The HSSPV also provides basic veterinary services such as low-cost vaccines for your pet and spay or neuter operations.  There is a part-time veterinarian on staff and a full-time veterinary technician.

When we toured the cattery, there were cats roaming freely in their own room. “We set this up like a living room so that the transition to other homes would be easier for the cats,” said Susan. I asked about the couch that one furry friend was relishing with his paws. “We use donated furniture, and replace the couches when they begin to wear too thin.  We are always looking for more couch donations.”

In all, this shelter dispelled any old notions of pet shelters being horrid, end-od-the-line kind of places with mean old guys anxious to try out their latest gas-chamber methods.  In fact, I hope to make one of my New Year’s Resolutions, to become a dog walker for the Humane Society of the South Platte Valley in 2014.

I hope you’ll check out your local shelter.  There is life there a plenty, and love to go with it. What could be better.  And if you’d like to donate to the HSSPV please visit ColoradoGives.org.

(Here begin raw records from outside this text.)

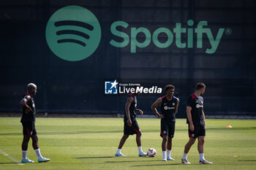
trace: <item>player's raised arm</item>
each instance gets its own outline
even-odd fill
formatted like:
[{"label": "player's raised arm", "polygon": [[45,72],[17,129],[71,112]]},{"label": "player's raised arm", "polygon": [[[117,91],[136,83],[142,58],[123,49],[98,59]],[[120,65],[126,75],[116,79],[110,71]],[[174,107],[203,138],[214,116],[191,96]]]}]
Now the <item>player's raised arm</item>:
[{"label": "player's raised arm", "polygon": [[136,109],[136,112],[139,112],[140,115],[143,115],[143,111],[142,111],[141,109]]},{"label": "player's raised arm", "polygon": [[189,106],[187,106],[187,116],[189,122],[189,129],[190,131],[194,131],[195,127],[193,124],[193,120],[192,119],[191,110],[192,110],[192,107]]},{"label": "player's raised arm", "polygon": [[205,123],[205,128],[206,129],[206,116],[205,116],[205,112],[203,111],[203,123]]},{"label": "player's raised arm", "polygon": [[177,98],[177,105],[175,107],[175,114],[176,114],[178,112],[178,104],[179,104],[179,99]]},{"label": "player's raised arm", "polygon": [[26,96],[23,98],[22,98],[22,100],[20,102],[20,106],[26,109],[26,114],[27,114],[30,111],[33,112],[32,109],[27,104],[27,101],[30,100],[31,97],[29,96]]},{"label": "player's raised arm", "polygon": [[157,109],[157,107],[160,105],[162,103],[162,98],[159,98],[157,100],[152,104],[151,109],[153,112],[159,117],[159,118],[163,118],[164,116],[162,115],[160,115]]},{"label": "player's raised arm", "polygon": [[129,116],[129,108],[131,106],[132,102],[133,101],[133,98],[132,97],[129,97],[127,100],[127,102],[125,104],[125,115],[127,117],[127,124],[129,127],[132,126],[132,120],[131,117]]}]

6 thoughts on “A Visit to the Pound

    • Hi Maria, Thanks for visiting today. Isn’t it amazing how something fun like walking a dog can make such a big difference to a not-for-profit organization? Good luck and please let me know how it goes for you.

  1. That’s wonderful that they don’t discriminate based on breed and that they have rooms where the cats can roam about freely. Susan sounds like a special person.

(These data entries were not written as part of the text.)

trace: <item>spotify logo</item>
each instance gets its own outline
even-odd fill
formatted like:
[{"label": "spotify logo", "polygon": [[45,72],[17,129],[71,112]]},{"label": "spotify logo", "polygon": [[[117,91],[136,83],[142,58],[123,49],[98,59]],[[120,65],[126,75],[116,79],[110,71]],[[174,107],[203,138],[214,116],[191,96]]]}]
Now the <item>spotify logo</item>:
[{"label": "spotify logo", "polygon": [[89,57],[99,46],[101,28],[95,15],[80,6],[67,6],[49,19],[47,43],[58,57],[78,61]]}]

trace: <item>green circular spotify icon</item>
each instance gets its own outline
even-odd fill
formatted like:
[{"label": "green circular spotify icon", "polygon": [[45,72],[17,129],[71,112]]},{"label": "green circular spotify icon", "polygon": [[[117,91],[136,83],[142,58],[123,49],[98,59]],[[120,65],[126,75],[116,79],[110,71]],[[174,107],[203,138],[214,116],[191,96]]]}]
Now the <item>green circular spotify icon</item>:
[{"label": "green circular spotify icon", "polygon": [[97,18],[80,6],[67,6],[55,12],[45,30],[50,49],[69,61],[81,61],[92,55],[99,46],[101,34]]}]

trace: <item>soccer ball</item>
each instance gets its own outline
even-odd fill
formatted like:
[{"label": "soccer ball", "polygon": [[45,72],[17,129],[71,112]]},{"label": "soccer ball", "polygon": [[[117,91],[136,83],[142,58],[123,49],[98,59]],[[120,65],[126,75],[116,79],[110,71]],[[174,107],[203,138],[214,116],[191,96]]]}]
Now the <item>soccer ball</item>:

    • I think you’re right, Letizia. I hope to get to know Susan better in the new year. Right now, I’m celebrating the special friend you’ve become. Have a wonderful holiday season.

    • Luanne, I agree that the shelter is a great place to look for your next best friend. Prophet (Thunder in my mystery), however, came from a reputable breeder near where we live. The breeder has a healthy, safe environment for all her dogs, so we felt good about bringing Proph home from this kind of beginning too. Puppy mills? Yuck, yuck, double yuck! Thanks for commenting.